While West Bengal will see six phases of polling starting April 4, Tamil Nadu will have single-phase polling on May 16.
Friends for now
BJP insiders admit that given its numerical strength in the Rajya Sabha, where a united Opposition has successfully derailed its legislative agenda over the past two years, it has become important for their party to reach out to parties that are not particularly inimical to it like the TMC and AIADMK.
“The fact is that we are weak in both these states,” said a senior BJP leader. “We would rather focus on Assam where we have a chance of forming a government instead of squandering our energies in West Bengal and Tamil Nadu… We can also do with some help in the Rajya Sabha.”
The BJP believes that the two regional parties can also be persuaded to join its National Democratic Alliance, or lend outside support to it, after the Assembly elections. Both Banerjee and Jayalalithaa have been NDA allies in the past. Jayalalithaa, in particular, shares a good personal equation with the prime minister. The BJP does not want to close this option by unnecessarily needling the two chief ministers, who are widely expected to retain their states.
Change in strategy
The upshot of this strategy is that the BJP has been forced to revise its earlier grand plan of extending its footprint to states where it has traditionally been weak. It had earmarked West Bengal, Tamil Nadu, Assam and Kerala in this category after the Modi wave of 2014 enabled it to make inroads in these states. But while the BJP was met with success in Assam and Kerala, West Bengal and Tamil Nadu have remained out of its grasp.
The BJP has previously led a shrill campaign against Mamata Banerjee with heavyweights – BJP president Amit Shah and Union ministers Rajnath Singh and Nitin Gadkari – addressing public meetings in West Bengal calling for all-out war against the Trinamool Congress. But the mood has changed now.

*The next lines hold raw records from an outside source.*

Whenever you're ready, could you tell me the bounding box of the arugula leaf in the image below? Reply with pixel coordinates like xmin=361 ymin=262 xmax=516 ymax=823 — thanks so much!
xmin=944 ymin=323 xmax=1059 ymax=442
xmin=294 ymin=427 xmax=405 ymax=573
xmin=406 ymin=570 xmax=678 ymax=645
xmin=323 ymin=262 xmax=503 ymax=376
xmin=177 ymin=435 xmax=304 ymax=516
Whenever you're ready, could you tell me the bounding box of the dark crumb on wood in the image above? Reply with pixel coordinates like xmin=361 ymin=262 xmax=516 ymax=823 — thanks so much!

BJP leaders privately admit that the party failed to consolidate the gains it made in the 2014 elections (it won two Lok Sabha seats in West Bengal) and blame the intense factional battle in its West Bengal unit for this state of affairs.
After the Congress and the Left Front decided to go for an informal electoral pact in the coming assembly polls in the state, there’s little space left for the BJP in what promises to be a straight fight between the Trinamool Congress and the Left-Congress combine. However, the party is planning to contest all the seats in the Assembly election and has fielded Netaji Subhash Chandra Bose’s nephew Chandra Kumar Bose against Mamata Banerjee to show that it is serious about the elections. However, from all accounts, it is evident that the BJP has given up on West Bengal.
In Tamil Nadu
It is the same story in Tamil Nadu where politics is dominated by the two Dravidian parties and a host of smaller caste-based outfits that have pockets of influence in the state. “Alliances are critical in Tamil Nadu but we have not met with any success on this front,” a BJP minister said.
It is not that the BJP has not tried to forge an alliance in Tamil Nadu. Environment minister Prakash Javadekar recently travelled to Chennai to meet Desiya Murpokku Dravida Kazhagam chief Vijaykanth, who was with the NDA during the 2014 elections, but is now planning to jump ship. With Javadekar getting no assurance from Vijaykanth, a worried BJP president Amit Shah has held several internal meetings to review the situation in Tamil Nadu.
Reports from Chennai say that Vijaykanth is all set to join M Karunanidhi’s Dravida Munnetra Kazhagam, which has already tied up with the Congress. Vijayakanth’s party won 28 seats in the 2011 assembly elections. Although most of its legislators have defected to the AIADMK, the actor-politician continues to be courted by prospective allies who believe his influence can help push up their vote share.